Als hätte Nik nur darauf gewartet, schob er den Vorhang zur Seite und stellte sich schützend zwischen meine Faust und die Schwester, die sogleich erschrocken einen hektischen Abgang machte.
»Das lassen wir mal schön sein«, sagte er mit tadelndem Blick, jedoch zuckten seine Mundwinkel belustigt.
»Spielverderber ...«, murmelte ich.
»Es ist schön, dass du deinen Humor zurückhast.«
Während sich meine vorgetäuschte Energie schlagartig aus dem Staub machte, hievte ich meine immer noch etwas trägen Beine über die Bettkante.
»Mal ehrlich, was hast du getan, dass die arme Frau so verstört vor dir flüchtet?«, schnaubte er und deutete mit dem Daumen hinter sich.

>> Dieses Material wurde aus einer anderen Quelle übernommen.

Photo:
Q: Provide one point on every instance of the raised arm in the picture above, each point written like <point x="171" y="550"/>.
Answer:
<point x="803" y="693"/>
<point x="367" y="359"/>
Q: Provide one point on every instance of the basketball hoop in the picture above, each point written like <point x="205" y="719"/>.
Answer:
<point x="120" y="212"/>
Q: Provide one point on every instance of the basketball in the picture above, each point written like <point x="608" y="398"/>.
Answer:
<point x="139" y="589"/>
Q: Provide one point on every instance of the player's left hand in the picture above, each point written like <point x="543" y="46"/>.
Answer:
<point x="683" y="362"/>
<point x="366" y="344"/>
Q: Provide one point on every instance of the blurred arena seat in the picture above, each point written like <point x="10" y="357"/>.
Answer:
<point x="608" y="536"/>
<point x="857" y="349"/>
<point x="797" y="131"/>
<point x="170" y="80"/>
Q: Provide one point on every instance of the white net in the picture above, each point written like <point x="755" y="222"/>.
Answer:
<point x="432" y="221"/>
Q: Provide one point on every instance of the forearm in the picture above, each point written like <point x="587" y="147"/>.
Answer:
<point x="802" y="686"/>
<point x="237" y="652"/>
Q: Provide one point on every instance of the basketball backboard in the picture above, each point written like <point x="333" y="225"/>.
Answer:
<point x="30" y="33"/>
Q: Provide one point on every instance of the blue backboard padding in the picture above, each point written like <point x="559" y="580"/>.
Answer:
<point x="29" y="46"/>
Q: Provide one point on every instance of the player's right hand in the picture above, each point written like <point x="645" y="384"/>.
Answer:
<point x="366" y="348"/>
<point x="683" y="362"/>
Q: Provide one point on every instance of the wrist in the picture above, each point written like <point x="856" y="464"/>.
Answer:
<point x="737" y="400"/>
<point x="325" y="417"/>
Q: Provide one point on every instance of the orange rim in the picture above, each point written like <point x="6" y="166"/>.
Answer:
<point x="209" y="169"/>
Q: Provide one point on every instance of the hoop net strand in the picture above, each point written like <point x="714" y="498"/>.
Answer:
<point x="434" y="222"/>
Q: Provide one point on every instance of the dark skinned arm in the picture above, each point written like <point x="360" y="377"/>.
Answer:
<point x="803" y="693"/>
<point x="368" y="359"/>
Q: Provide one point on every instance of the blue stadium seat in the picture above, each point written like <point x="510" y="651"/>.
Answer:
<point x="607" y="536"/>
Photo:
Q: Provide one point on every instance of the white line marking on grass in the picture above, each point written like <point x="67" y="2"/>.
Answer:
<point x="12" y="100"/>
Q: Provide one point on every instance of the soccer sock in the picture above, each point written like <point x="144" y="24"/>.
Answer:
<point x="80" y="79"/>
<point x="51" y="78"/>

Ich zuckte nur mit den Schultern und beließ es bei einem milden Lächeln. Ich hatte Angst, dass sich mit jedem gesprochenen Wort, Niks neu gewonnene Unbedarftheit sofort in Luft auflöste.
Er hatte sich anscheinend erst einmal mit meinem mangelnden Erklärungswillen zufriedengegeben. Das wollte ich auf keinen Fall mit einer unbedachten Aussage ändern.
Nik beobachtete meine schwerfälligen Bewegungen mit skeptischem Blick. »Bist du sicher, dass du dich selbst entlassen willst?« Offenbar hatte er alles mit angehört.
Ich nickte nur.
»Gut«, sagte er und schien meinen Entschluss zu akzeptieren. »Dann müssen wir langsam los, wenn wir die Auswahl nicht verpassen wollen.«
Ein Ruck ging durch seinen Körper und er kam zu mir, um mir aus dem Bett zu helfen.
Mehrmals versicherte er sich, ob ich beim Ankleiden ohne Hilfe zurechtkam. Und ich, stolz wie ich war, bestand darauf, um mir wenigstens noch ein wenig Würde zu bewahren.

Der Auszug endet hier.